# JD 826 Age Identification without Serial Tag (Have Engine SER Stamp)



## MenoldJD826 (Dec 29, 2021)

So I know I have a 'later model' JD 826 based on engine serial number stamping instead of a tag, the lubrication joints, and the taller style of snow exit chute. (There are probably many other characteristics, those are just what I can think of off the top of my head). I have shown the engine serial number. Can anyone date range it based on this? Thanks!


----------



## Oneacer (Jan 3, 2011)

8HP 1977 ?


----------



## Oneacer (Jan 3, 2011)

Why do you need the exact year? is something broke?


----------



## oneboltshort (Dec 16, 2019)

The 826 wasn't made until '79.
Given the "tall chute" reference would put it most likely 1987 model.
If all original engine was made Friday June 26, 1987.


----------



## MenoldJD826 (Dec 29, 2021)

Forgot to include: Engine Code "HM80-155317M" Engine SER "7177D"

As for reasons- the machine is in good working condition though I'm trying to plan for future issues. I will say the reverse gear is very slow/weak and I have to hold the lever back with pressure or it will not reverse at all. No issues with forward drive gears.


----------



## oneboltshort (Dec 16, 2019)

Reverse is not a lock back, it requires selector R lever to be held and handle engaged


----------



## MenoldJD826 (Dec 29, 2021)

oneboltshort said:


> Reverse is not a lock back, it requires to be held


Thanks for clearing that up for me!


----------



## Pauleastend63 (Nov 23, 2020)

oneboltshort said:


> Reverse is not a lock back, it requires to be held


Exactly......same with my Murry built JD TRS27......has to be held in reverse.....there are no "lock" cutouts.


----------



## MenoldJD826 (Dec 29, 2021)

Ok I finally came across a picture I had the seller send me last year of the serial tag. Some previous owner had painted over it.
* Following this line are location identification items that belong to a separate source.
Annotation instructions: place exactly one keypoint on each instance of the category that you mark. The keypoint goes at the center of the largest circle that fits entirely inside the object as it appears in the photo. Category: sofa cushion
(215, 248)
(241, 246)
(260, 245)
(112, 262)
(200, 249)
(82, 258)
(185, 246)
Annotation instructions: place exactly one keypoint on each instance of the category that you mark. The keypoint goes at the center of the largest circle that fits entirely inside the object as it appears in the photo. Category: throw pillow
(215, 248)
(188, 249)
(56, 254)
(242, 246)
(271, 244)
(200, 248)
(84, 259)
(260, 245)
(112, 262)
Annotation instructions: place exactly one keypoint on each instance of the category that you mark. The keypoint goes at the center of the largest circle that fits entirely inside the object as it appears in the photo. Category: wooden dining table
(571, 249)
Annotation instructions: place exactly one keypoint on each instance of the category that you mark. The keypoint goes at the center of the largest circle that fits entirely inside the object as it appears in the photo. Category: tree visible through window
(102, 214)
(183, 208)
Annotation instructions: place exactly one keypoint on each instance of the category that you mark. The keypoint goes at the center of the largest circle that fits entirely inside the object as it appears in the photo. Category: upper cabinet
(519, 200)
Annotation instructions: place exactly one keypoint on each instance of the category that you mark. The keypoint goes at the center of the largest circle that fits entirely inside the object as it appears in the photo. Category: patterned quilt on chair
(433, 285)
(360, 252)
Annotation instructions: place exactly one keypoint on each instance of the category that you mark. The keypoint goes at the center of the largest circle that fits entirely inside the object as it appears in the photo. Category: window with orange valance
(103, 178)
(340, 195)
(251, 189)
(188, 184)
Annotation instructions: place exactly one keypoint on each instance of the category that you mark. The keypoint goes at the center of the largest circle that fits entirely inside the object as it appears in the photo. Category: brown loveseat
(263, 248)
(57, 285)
He then tried to use some cleaning agent which actually made it completely illegible by the time I bought it. Anyway, I found the earlier photo where I can make out most of the tag. M00826X5771 is what I can read. Thank you to @oneboltshort for posting the serial range by year breakdowns. From that I can tell mine was built in 1988 with an engine built the year previous. Still don't know whether this was an Ariens or Deere built machine. Anyway- Thanks everyone!


----------



## farmer52 (Dec 27, 2020)

The serial number is not complete, there should be six (6) digits after the X. However, the model year is 1988 (M00826X575001-595000). See attached PDF.
I think this vintage was Deere built.


----------



## Ziggy65 (Jan 18, 2020)

That is a John Deere built machine.


----------



## GoBlowSnow (Sep 4, 2015)

Deere built.


----------



## Nick Amb (Feb 10, 2019)

My tag is completely black. It was 90% and I tried to clean it up. It also has a new briggs motor. Did they Stamp the frame anywhere? 
Short chute
Black handlebars thinking 85 or 86.


----------